Genetic testing is performed to detect MECP2 gene mutations and can be used to confirm the diagnosis made based on clinical symptoms, and the medical and developmental history of the patient. It also can be used as a screening tool.  A simple blood test is used for genetic testing and no hospital stay is required.

Genetic testing for diagnosis

Once the physician suspects Rett syndrome based on the patient’s medical history and clinical symptoms, genetic testing will be performed to detect any genetic changes in the MECP2 gene to confirm the diagnosis.

About 80-97% of people with a clinical diagnosis of Rett syndrome have a disease-causing change in the MECP2 gene. Some cases of atypical Rett syndrome also may be caused by mutations in other genes such as the CDKL5NTNG1, and FOXG1 and a genetic test also can be used to detect these mutations.

Screening with genetic testing

The genetic mutation that causes Rett syndrome is rarely inherited. Instead, in the majority of reported cases, change in the MECP2 gene occurs de novo, i.e., the mutation is triggered spontaneously in the fetus. MECP2 mutation screening can be performed as part of newborn screening as early detection can help with close monitoring and early treatment initiation.

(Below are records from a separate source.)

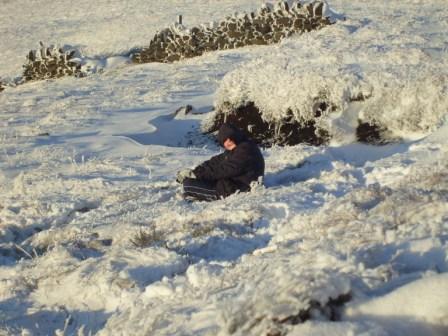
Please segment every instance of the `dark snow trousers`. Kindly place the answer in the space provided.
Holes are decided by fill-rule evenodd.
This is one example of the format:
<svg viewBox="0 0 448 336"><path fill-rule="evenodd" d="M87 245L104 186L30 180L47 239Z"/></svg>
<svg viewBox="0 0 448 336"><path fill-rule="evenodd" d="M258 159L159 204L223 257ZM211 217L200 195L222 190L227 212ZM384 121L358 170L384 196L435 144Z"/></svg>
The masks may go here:
<svg viewBox="0 0 448 336"><path fill-rule="evenodd" d="M186 178L183 181L184 196L191 197L198 201L215 201L218 193L216 191L216 183Z"/></svg>

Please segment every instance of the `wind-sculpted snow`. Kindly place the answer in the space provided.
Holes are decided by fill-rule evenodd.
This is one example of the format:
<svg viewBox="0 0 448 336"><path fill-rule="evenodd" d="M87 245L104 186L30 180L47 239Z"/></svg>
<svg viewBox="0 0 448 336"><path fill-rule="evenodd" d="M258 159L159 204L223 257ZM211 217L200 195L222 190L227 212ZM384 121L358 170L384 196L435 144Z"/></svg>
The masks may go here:
<svg viewBox="0 0 448 336"><path fill-rule="evenodd" d="M7 15L31 17L13 3L4 3ZM64 3L56 2L51 15L61 17ZM125 22L141 23L137 9L150 4L165 11L161 17L176 17L168 2L136 0L127 10L123 2L98 1L95 9L87 3L72 12L87 50L104 47L99 40L110 34L101 31L104 18L122 17L113 9ZM234 6L259 5L241 3ZM198 22L210 13L209 2L188 4ZM234 8L225 0L213 4L213 10ZM67 77L3 91L0 334L445 335L445 2L330 5L347 20L275 47L112 67L82 85ZM56 27L52 31L73 34L62 18L51 21L55 27L37 25L49 19L40 9L29 24L0 21L11 25L1 43L14 37L17 46L28 47ZM78 11L88 13L86 20ZM109 47L130 41L132 27ZM98 36L87 32L92 28ZM333 56L323 53L330 49ZM200 131L216 91L232 76L259 76L255 64L266 65L269 57L272 76L306 67L316 72L304 77L297 95L320 87L313 78L334 84L328 92L341 106L344 97L362 92L366 99L351 107L370 105L355 109L353 120L381 117L402 129L396 135L414 140L265 148L263 186L216 202L183 200L176 172L220 151ZM241 69L253 70L252 76L243 77ZM247 84L257 92L268 87ZM269 106L282 108L282 102ZM190 114L186 108L175 113L187 105ZM382 106L396 109L383 113ZM334 121L338 129L352 120L343 116ZM411 131L420 132L419 139ZM335 139L346 141L349 133Z"/></svg>

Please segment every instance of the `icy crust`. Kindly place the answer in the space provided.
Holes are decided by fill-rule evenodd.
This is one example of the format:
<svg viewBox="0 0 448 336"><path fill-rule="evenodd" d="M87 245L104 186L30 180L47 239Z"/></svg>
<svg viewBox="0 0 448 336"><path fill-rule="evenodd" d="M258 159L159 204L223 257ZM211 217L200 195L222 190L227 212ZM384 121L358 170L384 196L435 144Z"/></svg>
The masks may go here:
<svg viewBox="0 0 448 336"><path fill-rule="evenodd" d="M415 32L378 41L382 35L375 27L352 31L350 22L339 22L291 38L223 78L216 115L204 129L217 115L254 103L264 121L312 120L333 143L356 140L360 122L383 129L388 140L428 134L448 110L446 67L424 52L427 42Z"/></svg>

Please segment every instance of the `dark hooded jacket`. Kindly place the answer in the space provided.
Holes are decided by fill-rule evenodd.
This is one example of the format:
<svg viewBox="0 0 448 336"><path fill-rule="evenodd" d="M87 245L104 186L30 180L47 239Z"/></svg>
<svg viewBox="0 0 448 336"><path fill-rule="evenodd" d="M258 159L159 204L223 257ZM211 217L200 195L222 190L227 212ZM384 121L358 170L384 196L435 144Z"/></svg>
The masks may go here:
<svg viewBox="0 0 448 336"><path fill-rule="evenodd" d="M250 184L264 175L264 159L257 144L230 124L223 124L218 132L221 145L226 139L235 142L231 151L212 157L196 167L197 179L216 182L218 196L227 197L237 190L248 191Z"/></svg>

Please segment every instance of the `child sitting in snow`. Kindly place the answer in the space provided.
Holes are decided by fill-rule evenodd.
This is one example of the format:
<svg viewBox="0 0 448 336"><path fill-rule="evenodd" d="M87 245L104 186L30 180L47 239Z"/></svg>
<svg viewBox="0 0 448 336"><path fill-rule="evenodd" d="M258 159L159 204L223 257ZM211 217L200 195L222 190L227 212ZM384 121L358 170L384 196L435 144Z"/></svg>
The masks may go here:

About 1% of Rett syndrome cases are caused by a mutation inherited from the parents; some female relatives of an individual affected by Rett syndrome may not show any clinical symptoms even if they have the MECP2 mutation. Such female members are called asymptomatic, or silent carriers. Therefore, once Rett syndrome diagnosis has been confirmed in an individual, it is recommended that family members also be screened for the mutation.

Testing is more relevant in women because men with Rett syndrome have severe problems and very rarely go undiagnosed.